I've realized that I have not got much faith. I mean, yes, I have always been a person who has prayed for guidance and help, for protection of myself or my children, to express gratitude. But I've never had faith that 'god knows' what's best, or that things happen for a reason or that if I just put my faith and trust into a power greater than myself that things will happen as they should. I'm terrified to relase that kind of control, even if that control is an illusion.

It's an angry circle that I can't get out of. I haven't even been doing treatments, if I'm to be really honest. I just don't care. I don't have the motivation to do anything than the basic requirements. I am miserable, but I don't know how to get out of it. I will make plans: get on the treadmill, sew something, do just one treatment for the day - but when the time comes, I just can't. I take my kids to school; I do the housework required of me; I teach my class and grade the students' papers. I do what I have to do, but that's where it all ends.

Quit moping. Get it together. You're crazy. It will be good for you. Just do it. you're selfish. Let it go. Stop living in fear. It's your own fault. If only you'd...

all these words swirl around me, in my own head and spit out by others. Some mean well, some are angry with me. Everyone is probably frustrated.

I am not trying to be like this. Honest to god. If I could afford a psychiatrist I'd go. Though meds, meds, meds. The answer to everything, right?

I just can't help it. Certain painfu episodes play over and over in my head. I imagine people gloating at my pain. I want to hurt somewhere besides my heart. I want to stop hurting. I think I've cried everyday for 10 months. That's like 300 days of tears. I hold my fear so tightly. I was doing OK, maybe up until we returned from Costa Rica and then things - precariously built up - toppled over and I've been stuck under the rubble since.
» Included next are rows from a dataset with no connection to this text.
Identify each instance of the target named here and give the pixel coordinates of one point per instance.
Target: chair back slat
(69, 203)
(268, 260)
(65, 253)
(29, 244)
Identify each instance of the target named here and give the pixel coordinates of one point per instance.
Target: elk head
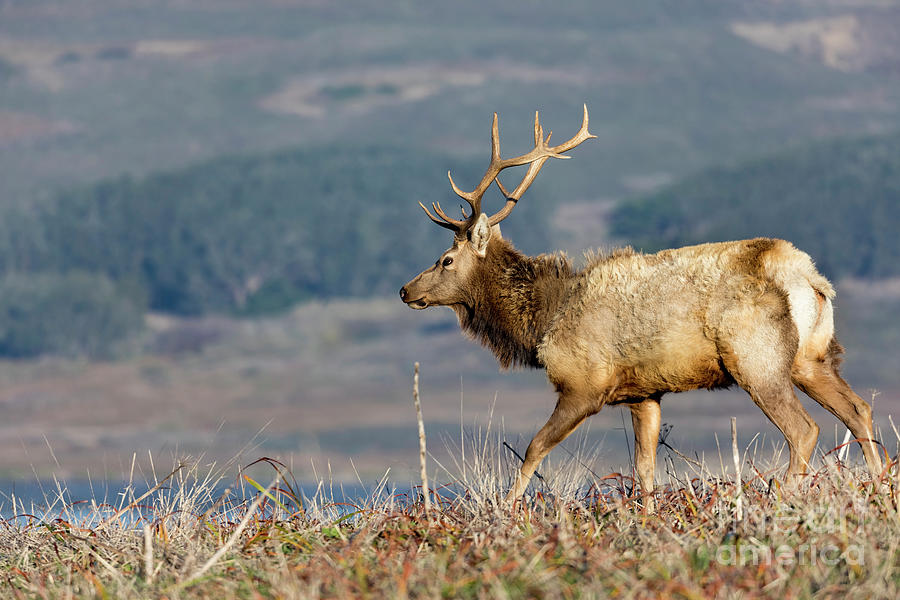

I don't want help. I do. I don't want someone to pull me from my bed and slap some sense into me, but maybe I need it. I have never been like this before and I keep waiting for it to end. But some of my thoughts don't have an ending that ends well.

If I didn't have my kids - as much as I feel like a crap mom - I don't know where I'd be. Maybe somewhere tropical, maybe dead. They are a buoy. They keep me here, grounded, but also they keep me here. Running away isn't as easy with two lives under your care.

I don't want responses. I don't want to hear anyone cares, I want to be me again. I want the hurting to stop. I want to stop being afraid. I wish for a faith strong enough to carry me through

"Jesus and Mary, can you carry us through this ocean into the arms of forgiveness."